CAMBODIA: GENERAL TA MOK GIVES REACTION TO DEATH OF POL POT

Описание к видео CAMBODIA: GENERAL TA MOK GIVES REACTION TO DEATH OF POL POT

(17 Apr 1998) Khmer/Natsound

Khmer Rouge commander General Ta Mok on Friday gave his reaction to the death of former leader Pol Pot, saying his predecessor was as useless as manure.

The general deposed "killing fields" leader Pol Pot last year, replacing him as chief of the outlawed guerrilla group.

Pol Pot died of a heart attack on Wednesday, almost twenty three years to the day after his forces marched into Cambodia's capital and launched a horrific genocide.

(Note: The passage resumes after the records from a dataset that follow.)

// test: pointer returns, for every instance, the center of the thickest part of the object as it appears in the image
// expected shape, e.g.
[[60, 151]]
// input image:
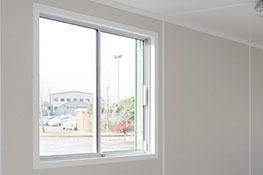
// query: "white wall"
[[17, 77], [207, 98]]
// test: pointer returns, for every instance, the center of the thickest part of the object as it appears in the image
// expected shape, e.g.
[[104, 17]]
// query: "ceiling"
[[235, 19]]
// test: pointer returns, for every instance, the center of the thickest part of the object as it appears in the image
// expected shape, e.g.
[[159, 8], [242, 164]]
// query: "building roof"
[[68, 92]]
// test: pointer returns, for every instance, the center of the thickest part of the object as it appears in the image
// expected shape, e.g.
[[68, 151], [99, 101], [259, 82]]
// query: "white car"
[[70, 123]]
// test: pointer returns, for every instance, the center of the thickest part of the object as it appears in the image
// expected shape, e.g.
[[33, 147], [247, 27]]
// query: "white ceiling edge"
[[173, 21]]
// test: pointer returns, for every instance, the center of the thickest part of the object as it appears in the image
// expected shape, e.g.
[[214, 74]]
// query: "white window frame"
[[151, 82]]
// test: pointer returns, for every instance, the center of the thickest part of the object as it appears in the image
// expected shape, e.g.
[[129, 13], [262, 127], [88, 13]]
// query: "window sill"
[[109, 158]]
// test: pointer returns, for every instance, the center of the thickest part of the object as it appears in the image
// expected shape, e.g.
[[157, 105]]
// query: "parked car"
[[53, 121], [57, 120], [70, 123], [46, 120]]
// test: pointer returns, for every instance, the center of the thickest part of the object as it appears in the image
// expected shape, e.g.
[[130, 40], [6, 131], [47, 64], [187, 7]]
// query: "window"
[[119, 72]]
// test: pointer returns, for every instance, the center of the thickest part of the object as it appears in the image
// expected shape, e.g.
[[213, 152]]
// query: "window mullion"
[[97, 123]]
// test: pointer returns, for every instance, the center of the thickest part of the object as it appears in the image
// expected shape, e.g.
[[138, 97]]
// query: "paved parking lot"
[[80, 144]]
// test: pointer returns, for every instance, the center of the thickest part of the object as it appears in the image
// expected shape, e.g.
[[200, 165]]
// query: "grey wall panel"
[[206, 104], [257, 110]]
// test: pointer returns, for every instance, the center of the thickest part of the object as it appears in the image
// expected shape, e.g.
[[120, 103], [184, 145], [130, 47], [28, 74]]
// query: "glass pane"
[[67, 88], [118, 93]]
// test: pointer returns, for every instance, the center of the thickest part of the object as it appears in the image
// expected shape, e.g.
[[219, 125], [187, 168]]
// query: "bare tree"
[[45, 89], [107, 101]]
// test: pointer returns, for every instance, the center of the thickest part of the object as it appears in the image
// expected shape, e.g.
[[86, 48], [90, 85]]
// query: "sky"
[[68, 61]]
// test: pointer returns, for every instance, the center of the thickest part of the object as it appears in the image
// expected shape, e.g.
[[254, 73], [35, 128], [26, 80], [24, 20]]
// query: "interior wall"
[[257, 110], [207, 92], [17, 79], [206, 104]]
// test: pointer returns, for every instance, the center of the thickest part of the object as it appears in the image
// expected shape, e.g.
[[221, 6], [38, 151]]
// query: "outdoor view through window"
[[68, 89]]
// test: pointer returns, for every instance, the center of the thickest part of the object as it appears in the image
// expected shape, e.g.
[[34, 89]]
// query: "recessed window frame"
[[150, 150]]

The notorious commander Ta Mok, known as 'The Butcher' now leads the remnants of the Khmer Rouge army, believed to number just a few hundred soldiers.

Ta Mok toppled Pol Pot as leader of the last Khmer Rouge faction in 1997 when Pol Pot tried to stop peace talks with the government.

Ta Mok earned his nickname for his bloody purges of perceived traitors during Khmer Rouge rule from 1975 to 1979.

In death, he says his predecessor is not only powerless but useless.

SOUNDBITE: (Khmer)
"It's like this, nobody killed or poisoned Pol Pot. Now he is finished, he has no power and no rights any longer. He is nothing more than cow dung. Actually cow dung is more useful because it can be used as a fertiliser."
SUPER CAPTION: General Ta Mok, Khmer Rouge leader

Pol Pot, who once lived in this house near the Thai-Cambodian border -- was the man deemed responsible for the deaths of up to two (m) million of his countrymen.

He died of a suspected heart attack on Wednesday, but some believe there were suspicious circumstances.

Many Cambodians and members of the international community had been pressing for a war crimes trial to force him to answer for his crimes, among them President Clinton.

Such a trial could have had unpleasant side-effects for the country's current leader, Hun Sen, who was once himself a Khmer Rouge soldier.

Ta Mok lost a leg to a land mine in the early 1980s while directing guerrilla warfare against Vietnamese forces then propping up the Cambodian government.

He dismisses any rumours of foul play, saying Pol Pot's death was sudden but the result of natural causes.

SOUNDBITE: (Khmer)
"He (Pol Pot) asked my permission to move house. It was late in the evening and so I told him to wait until the next day. But nobody came to tell him he could move the next day and then he died. His wife realised he was dead around eleven o'clock at night. She tried to resuscitate him but it was no good."
SUPER CAPTION: General Ta Mok, Khmer Rouge leader

The former Khmer leader died on the eve of the anniversary of the Khmer Rouge takeover of Phnom Penh in April 1975.

That was followed by carnage on a scale that earned him a place with some of history's most feared tyrants.

His personal assistant says his employer's death took him completely by surprise.

SOUNDBITE: (Khmer)
"I saw him through at the window around three o'clock in the afternoon. He was fanning himself because it was so hot and that is the last time I saw him alive."
SUPER CAPTION: Mao, Pol Pot's personal assistant

Meanwhile, the dwindling Khmer Rouge forces attempt to hold their ground.

In the past few weeks, the remnants of the once-mighty guerrilla army have been
expelled from their strongholds.

Low on supplies, they've been pushed up against the Thai border by Cambodian government troops.